The terms source and destination are used to refer to both data connections and steps. When working with a source or a destination, always make sure that you know whether it is a source or destination connection or a source or destination step.

In addition, arrows are used to represent both precedence constraints and data transformations. When working with an arrow in a DTS diagram, make sure that you know whether it is a dashed constraint or a solid data transformation arrow.

Workflow Properties

Steps are defined using the Workflow Properties dialog box. To open this dialog box, right-click on the destination step (either the task icon or the data transformation arrow if the step is a data transformation). Then select Workflow Properties from the context menu. (You may need to point to Workflow to get to the Workflow Properties option.)

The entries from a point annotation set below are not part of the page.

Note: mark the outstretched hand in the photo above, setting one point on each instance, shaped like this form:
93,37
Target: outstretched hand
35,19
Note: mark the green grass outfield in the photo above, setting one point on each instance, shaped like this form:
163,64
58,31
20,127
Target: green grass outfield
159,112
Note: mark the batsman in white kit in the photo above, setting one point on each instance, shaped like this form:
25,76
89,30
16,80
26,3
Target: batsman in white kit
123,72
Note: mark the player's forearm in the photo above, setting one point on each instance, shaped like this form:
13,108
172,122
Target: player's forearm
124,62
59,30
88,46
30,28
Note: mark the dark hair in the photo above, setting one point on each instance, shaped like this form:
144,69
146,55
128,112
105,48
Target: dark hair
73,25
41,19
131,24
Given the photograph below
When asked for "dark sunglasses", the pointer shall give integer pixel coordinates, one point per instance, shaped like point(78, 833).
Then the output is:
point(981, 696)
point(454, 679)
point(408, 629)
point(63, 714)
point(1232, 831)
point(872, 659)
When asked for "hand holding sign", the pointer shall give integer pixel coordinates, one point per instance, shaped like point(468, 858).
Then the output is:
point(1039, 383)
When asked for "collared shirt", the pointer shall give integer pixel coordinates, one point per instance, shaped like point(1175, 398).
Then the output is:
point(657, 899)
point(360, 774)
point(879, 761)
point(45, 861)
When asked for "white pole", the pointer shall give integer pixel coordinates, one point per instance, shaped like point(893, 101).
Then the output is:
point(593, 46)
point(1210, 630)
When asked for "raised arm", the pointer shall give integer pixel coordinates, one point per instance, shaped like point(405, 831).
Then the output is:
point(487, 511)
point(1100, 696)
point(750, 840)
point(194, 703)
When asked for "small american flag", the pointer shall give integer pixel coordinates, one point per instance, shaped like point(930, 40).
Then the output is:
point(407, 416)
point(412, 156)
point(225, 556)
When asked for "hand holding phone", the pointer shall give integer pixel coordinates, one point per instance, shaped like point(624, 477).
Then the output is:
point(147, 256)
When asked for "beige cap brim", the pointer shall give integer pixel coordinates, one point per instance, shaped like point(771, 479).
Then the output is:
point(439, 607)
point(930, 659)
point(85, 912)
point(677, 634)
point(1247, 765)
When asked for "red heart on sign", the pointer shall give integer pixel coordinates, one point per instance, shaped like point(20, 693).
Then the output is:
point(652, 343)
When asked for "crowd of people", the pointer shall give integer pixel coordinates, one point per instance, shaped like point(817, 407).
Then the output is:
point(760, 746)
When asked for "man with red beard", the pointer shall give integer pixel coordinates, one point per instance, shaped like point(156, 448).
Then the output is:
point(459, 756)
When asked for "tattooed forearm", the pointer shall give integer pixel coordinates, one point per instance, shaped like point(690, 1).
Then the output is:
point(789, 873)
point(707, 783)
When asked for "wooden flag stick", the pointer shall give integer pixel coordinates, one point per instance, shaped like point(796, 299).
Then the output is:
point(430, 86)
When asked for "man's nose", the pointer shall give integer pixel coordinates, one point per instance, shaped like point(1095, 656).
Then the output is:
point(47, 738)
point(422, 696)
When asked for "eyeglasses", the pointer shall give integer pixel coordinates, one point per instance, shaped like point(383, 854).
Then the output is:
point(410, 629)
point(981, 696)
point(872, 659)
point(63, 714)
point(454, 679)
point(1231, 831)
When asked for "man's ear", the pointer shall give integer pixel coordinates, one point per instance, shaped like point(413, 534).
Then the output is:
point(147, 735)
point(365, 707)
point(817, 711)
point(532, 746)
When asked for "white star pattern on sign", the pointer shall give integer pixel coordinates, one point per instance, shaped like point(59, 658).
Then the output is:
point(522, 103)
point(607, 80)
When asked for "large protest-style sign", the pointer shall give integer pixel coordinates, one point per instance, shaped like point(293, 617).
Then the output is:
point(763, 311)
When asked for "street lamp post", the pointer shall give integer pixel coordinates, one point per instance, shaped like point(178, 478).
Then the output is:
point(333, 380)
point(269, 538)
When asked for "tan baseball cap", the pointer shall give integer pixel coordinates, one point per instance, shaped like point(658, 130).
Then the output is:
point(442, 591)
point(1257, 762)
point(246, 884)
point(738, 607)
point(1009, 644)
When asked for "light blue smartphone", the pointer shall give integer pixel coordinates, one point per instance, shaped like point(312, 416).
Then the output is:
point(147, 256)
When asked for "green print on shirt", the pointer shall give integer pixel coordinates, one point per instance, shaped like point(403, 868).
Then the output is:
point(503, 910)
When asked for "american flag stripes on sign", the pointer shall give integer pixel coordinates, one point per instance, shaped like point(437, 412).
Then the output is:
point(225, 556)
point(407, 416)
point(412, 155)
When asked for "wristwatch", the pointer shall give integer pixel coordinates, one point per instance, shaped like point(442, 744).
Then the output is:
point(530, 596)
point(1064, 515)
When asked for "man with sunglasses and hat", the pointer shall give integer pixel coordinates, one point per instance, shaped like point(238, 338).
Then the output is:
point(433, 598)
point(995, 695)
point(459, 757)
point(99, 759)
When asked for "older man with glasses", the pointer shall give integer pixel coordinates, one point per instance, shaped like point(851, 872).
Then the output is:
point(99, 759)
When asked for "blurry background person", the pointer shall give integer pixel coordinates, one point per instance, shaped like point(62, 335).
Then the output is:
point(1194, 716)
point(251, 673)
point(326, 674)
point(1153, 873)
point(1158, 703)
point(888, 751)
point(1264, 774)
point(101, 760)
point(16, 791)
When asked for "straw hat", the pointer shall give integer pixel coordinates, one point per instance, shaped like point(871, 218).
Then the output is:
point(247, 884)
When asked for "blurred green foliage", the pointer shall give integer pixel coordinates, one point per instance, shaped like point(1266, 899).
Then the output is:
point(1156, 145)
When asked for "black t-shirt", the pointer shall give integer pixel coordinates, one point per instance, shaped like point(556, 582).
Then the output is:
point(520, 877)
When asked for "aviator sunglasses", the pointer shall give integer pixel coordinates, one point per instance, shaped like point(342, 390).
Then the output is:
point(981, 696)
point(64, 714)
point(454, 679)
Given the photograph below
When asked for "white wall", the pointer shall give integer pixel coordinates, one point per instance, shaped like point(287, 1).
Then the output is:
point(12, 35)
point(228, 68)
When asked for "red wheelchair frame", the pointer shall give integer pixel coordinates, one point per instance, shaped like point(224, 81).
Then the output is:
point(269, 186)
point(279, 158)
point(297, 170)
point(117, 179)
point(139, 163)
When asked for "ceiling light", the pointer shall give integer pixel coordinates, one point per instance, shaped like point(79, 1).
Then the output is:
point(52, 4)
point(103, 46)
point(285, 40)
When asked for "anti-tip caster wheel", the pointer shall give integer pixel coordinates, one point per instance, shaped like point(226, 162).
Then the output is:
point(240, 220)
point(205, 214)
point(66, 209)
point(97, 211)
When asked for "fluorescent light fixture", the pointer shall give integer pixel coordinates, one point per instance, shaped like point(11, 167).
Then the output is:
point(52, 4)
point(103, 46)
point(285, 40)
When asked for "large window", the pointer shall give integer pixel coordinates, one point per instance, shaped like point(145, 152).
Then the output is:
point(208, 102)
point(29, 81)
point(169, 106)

The Precedence tab of the Workflow Properties dialog box allows you to add precedence constraints to or remove them from the step. The order of precedence constraints in the list is not important. To add precedence constraints, you can also select the source and destination steps, right-click the destination step, and then click the desired precedence constraint on the Workflow pop-up menu. The Options tab of the Workflow Properties dialog box allows you to set workflow properties such as task priority and transaction management for the task of the destination step.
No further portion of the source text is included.